Date of Award

Summer 1981

Document Type


Degree Name

Master of Science (MS)


Biological Sciences



Committee Director

Carl W. Erkenbrecher, Jr.

Committee Member

Raymond W. Alden, III

Committee Member

Daniel M. Dauer

Committee Member

Paul W. Kirk, Jr.

Committee Member

Thomas P. Wallace

Call Number for Print

Special Collections LD4331.B46 S6


A silica gel-petroleum (SGP) medium was developed which is reliable, approximately the same cost as that of the corresponding agar-based petroleum medium, and can be made sufficiently firm to use in streaking or the spread-plate technique. Advantages of the medium include: the incorporation of all of the major ions of seawater in accordance with Dittmar's Law (the salinity of which can easily be varied from 0 to 35 parts per thousand); a wide workable pH range (5.5 to 11.6); negligable pH drift(~ 0.2 pH units after 166 days); the elimination of all but negligable amounts of syneresis, the ability to homogeneously incorporate a wide variety of liquid hydrocarbons including kerosene, motor oils, crude oils and Bunker C (#6) fuel oil into the medium without sonication; the elimination of all but negligable amounts of extraneous organic carbon; and the long shelf-life of the medium which is limited only by the chemical stability of the petroleum if a humid atmosphere is properly maintained.

To test the SGP medium, a study was undertaken in the Elizabeth River. The main objectives were to gather data on water quality, densities of aerobic heterotrophic and petroleumolytic bacteria and to establish the relationships between the occurrence of petroleumolytic bacteria and environmental factors.
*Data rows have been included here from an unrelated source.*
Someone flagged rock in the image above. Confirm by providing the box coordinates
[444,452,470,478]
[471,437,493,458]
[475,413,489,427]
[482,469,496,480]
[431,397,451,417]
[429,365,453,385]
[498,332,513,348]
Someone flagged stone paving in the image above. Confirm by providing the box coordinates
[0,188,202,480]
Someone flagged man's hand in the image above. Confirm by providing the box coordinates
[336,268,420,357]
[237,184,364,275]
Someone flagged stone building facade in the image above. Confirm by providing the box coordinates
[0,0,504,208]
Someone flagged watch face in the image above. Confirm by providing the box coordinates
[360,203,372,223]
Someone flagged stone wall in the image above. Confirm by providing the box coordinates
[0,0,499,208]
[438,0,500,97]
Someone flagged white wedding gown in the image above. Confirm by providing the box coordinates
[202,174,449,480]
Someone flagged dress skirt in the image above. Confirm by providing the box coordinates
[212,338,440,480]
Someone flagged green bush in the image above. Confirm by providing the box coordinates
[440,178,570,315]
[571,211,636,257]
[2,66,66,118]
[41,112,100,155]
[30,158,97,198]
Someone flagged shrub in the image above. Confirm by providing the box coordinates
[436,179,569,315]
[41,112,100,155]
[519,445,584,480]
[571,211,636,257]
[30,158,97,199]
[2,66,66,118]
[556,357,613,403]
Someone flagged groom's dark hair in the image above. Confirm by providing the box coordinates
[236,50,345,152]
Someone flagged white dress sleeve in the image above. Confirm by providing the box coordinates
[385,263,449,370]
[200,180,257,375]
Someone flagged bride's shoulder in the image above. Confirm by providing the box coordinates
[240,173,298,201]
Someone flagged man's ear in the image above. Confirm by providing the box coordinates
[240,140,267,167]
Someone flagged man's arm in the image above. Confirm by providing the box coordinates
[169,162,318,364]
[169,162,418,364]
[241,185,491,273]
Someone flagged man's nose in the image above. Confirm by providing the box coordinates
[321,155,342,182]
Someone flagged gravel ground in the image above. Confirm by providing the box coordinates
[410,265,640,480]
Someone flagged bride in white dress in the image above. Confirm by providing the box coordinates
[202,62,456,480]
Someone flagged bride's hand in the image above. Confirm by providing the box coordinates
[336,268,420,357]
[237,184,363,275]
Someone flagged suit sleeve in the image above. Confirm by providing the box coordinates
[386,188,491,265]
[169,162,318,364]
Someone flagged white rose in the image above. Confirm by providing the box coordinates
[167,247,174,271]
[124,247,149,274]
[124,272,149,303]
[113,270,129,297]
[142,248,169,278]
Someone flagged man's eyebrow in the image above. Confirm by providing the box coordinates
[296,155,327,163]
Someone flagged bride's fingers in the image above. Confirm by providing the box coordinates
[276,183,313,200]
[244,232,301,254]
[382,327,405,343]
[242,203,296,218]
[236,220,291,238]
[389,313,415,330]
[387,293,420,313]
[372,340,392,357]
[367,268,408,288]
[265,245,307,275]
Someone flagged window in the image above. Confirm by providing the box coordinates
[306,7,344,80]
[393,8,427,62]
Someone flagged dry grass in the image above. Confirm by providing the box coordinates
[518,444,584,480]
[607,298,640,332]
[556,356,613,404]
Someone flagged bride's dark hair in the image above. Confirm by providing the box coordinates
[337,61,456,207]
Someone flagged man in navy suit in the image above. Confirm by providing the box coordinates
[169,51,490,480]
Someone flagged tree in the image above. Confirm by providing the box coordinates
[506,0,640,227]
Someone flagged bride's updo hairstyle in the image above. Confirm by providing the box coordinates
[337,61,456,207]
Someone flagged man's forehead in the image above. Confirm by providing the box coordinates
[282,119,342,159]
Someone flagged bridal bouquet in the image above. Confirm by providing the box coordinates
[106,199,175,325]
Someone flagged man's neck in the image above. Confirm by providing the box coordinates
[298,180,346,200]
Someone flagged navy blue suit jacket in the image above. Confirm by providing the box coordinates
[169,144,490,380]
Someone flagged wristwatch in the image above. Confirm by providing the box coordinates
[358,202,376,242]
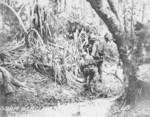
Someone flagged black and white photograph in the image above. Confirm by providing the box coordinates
[0,0,150,117]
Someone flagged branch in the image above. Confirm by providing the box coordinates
[0,1,27,33]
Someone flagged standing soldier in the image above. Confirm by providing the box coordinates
[81,35,104,93]
[89,36,105,81]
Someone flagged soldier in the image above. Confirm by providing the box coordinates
[89,36,105,81]
[81,33,104,93]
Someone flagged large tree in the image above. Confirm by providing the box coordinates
[87,0,149,104]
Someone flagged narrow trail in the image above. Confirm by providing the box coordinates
[13,99,113,117]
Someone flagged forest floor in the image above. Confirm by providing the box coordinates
[0,63,150,117]
[0,62,121,117]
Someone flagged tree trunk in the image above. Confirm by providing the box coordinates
[87,0,137,104]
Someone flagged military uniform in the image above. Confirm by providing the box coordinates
[81,36,104,92]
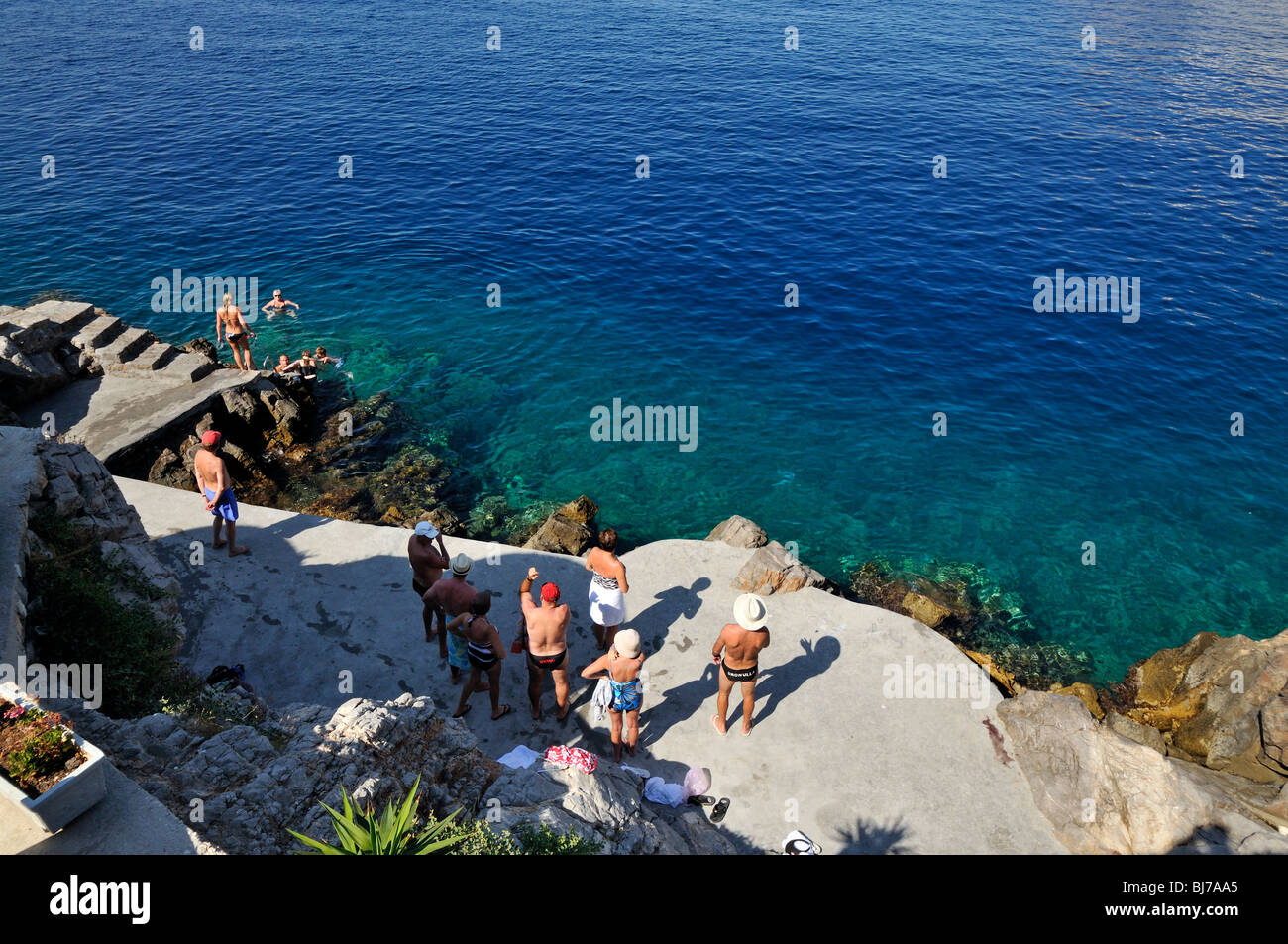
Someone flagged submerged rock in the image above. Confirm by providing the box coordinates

Neither water temperature, pH, suspended solids, nitrates, nor nitrites presented a water quality problem in the Elizabeth River study area. Phosphates and, in late summer, dissolved oxygen were found to present severe water quality problems.

The mean densities of petroleumolytic bacteria on silica gel petroleum media in the Elizabeth River Surface waters were 17, 12 and 11 colony-forming units per 100 ml for Bunker C, South Louisiana crude and 20 weight motor oils, respectively. These densities were two to three orders of magnitude lower than estimates by the most probable number technique for the same hydrocarbons.

In general, petroleumolytic bacteria were correlated with dissolved oxygen, nitrate, nitrite, and oils and grease concentrations. Petroleumolytic bacteria were inversely correlated with water temperature, salinity, and total phosphate concentrations but were not affected by organic carbon concentrations. Bunker C-utilizing bacteria exhibited different relationships with environmental parameters, suggesting that they may be a unique population of petroleumolytic bacteria.